The CPU’s surroundings

The CPU fits into a dedicated socket on a compatible motherboard, which connects it to the rest of the system components. Until a few years ago, communication between the CPU and other components was mediated by two chips on the motherboard: the “north bridge” dealt with high-speed connections such as PCI Express and memory buses, and the “south bridge” handled lower-bandwidth components such as sound cards and hard disks. Together, these chips were called the chipset.

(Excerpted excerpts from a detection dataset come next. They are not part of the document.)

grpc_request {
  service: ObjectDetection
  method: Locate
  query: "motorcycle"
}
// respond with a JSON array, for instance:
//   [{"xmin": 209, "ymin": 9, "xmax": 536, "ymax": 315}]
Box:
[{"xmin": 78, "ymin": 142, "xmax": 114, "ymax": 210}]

In modern designs, the memory controllers – and, sometimes, the PCI Express controllers too – are built directly into the processor, which makes things faster and more efficient. Motherboards still offer a range of chipsets, however, supporting different features. For example, the Intel H67 Express chipset supports the integrated graphics processors that are built into current Core i3, i5 and i7 processors. The P67 Express chipset doesn’t support onboard graphics, but does enable overclocking (on CPU models that support it). On the AMD side, the 870 chipset allows the motherboard to offer a single PCI Express x16 slot, while the 890FX chipset can support up to four such slots. Many AMD chipsets also include a low-power GPU, since AMD’s Athlon and Phenom processors don’t have graphics inside the chips themselves.

What the CPU does

Clearly, the CPU is a highly sophisticated piece of electronic engineering. But in terms of what it actually does, you can think of it as essentially a calculator, whose primary function is to apply simple mathematical operations to the values stored in its internal registers. It can also copy these register contents to and from the computer’s main memory as needed.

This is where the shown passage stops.